What Do You Teach the Kids, Nones?

 

CManningTwenty percent of the adult American population now say they have no religion. Call them unaffiliated or call them Nones, that 40 million people includes some 10 million parents who have chosen to raise their children without benefit of a faith tradition they call their own.

One of these is Cristel Manning, who teaches religion at Sacred Heart University in Fairfield, Conn. Sociologist that she is, Manning decided to conduct a qualitative study of how some of her fellow None parents are managing it.

The result is Losing Our Religion: How Unaffiliated Parents Are Raising Their Children, a book based on interviews with None parents around the country that New York University Press will publish later this year. Last week she came to our monthly Public Values lunch to discuss it with faculty and students.

Nones are notoriously diverse in what they believe.
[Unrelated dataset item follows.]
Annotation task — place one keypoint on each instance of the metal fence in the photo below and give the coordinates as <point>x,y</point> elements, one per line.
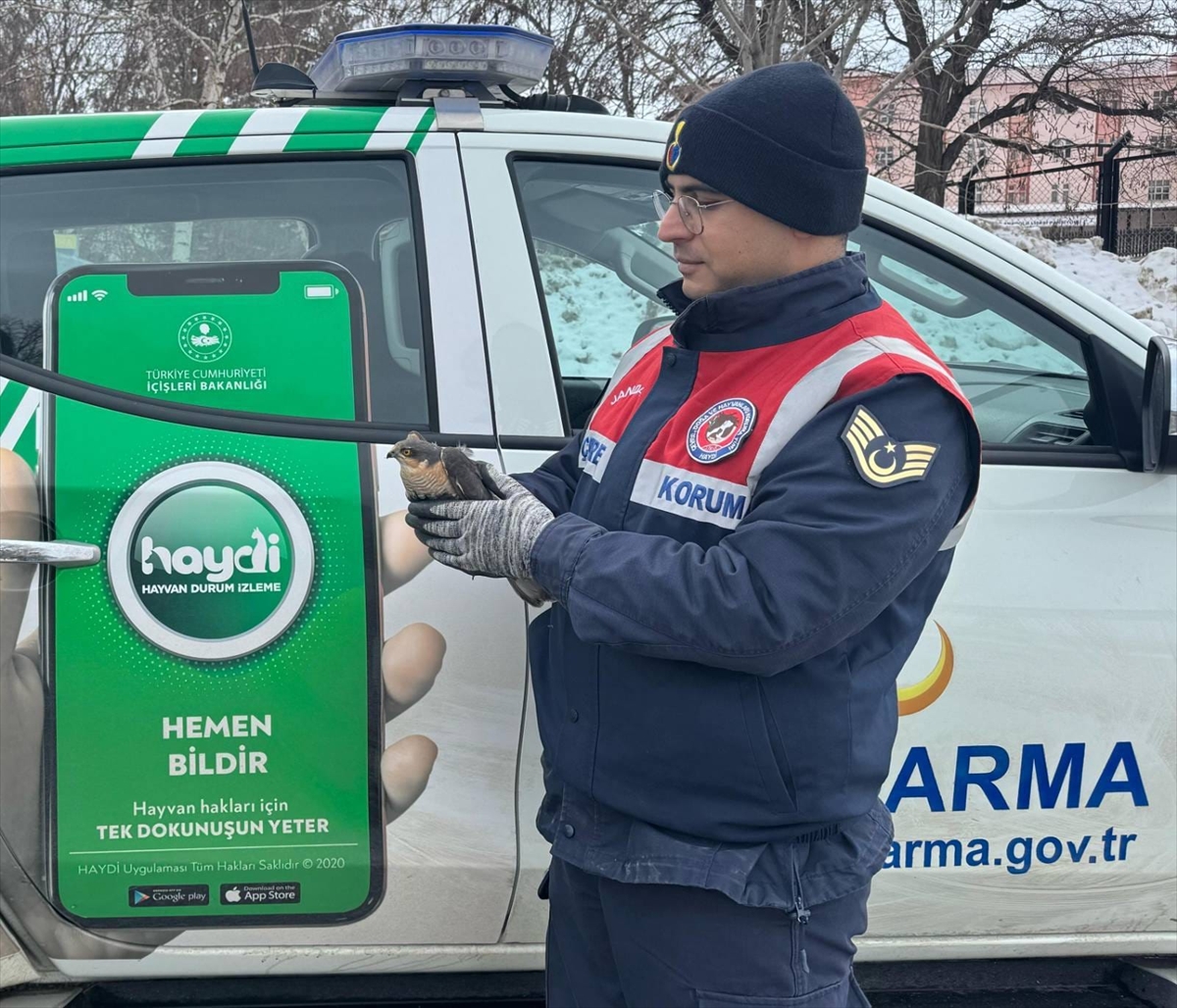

Many more say they believe in a God than profess outright atheism.

“Being None is less about secularization than about people deciding how they get to be spiritual,” Manning said. What Nones are is skeptical about the value of belonging to religious institutions.

Many of them are nonetheless reluctant to impose their skepticism on their children, and will often outsource religious education by sending their children to a Protestant Sunday school or Catholic CCD or Jewish Hebrew School. But while, like other Americans, Nones “agree that everybody should be able to choose,” Manning said, “Nones won’t allow children to choose just anything.”

Sending them to try out a fundamentalist church, for example, is a bridge too far.

Grandparents, Manning found to her surprise, exert major pressure on young None parents to affiliate with a religious institution. In some cases, they will succumb and join, for the sake of the community if nothing else.

But becoming parents can also push Nones in the opposite direction. “Starting a family made some people overtly embrace atheism,” Manning said. “They now had to think about it.”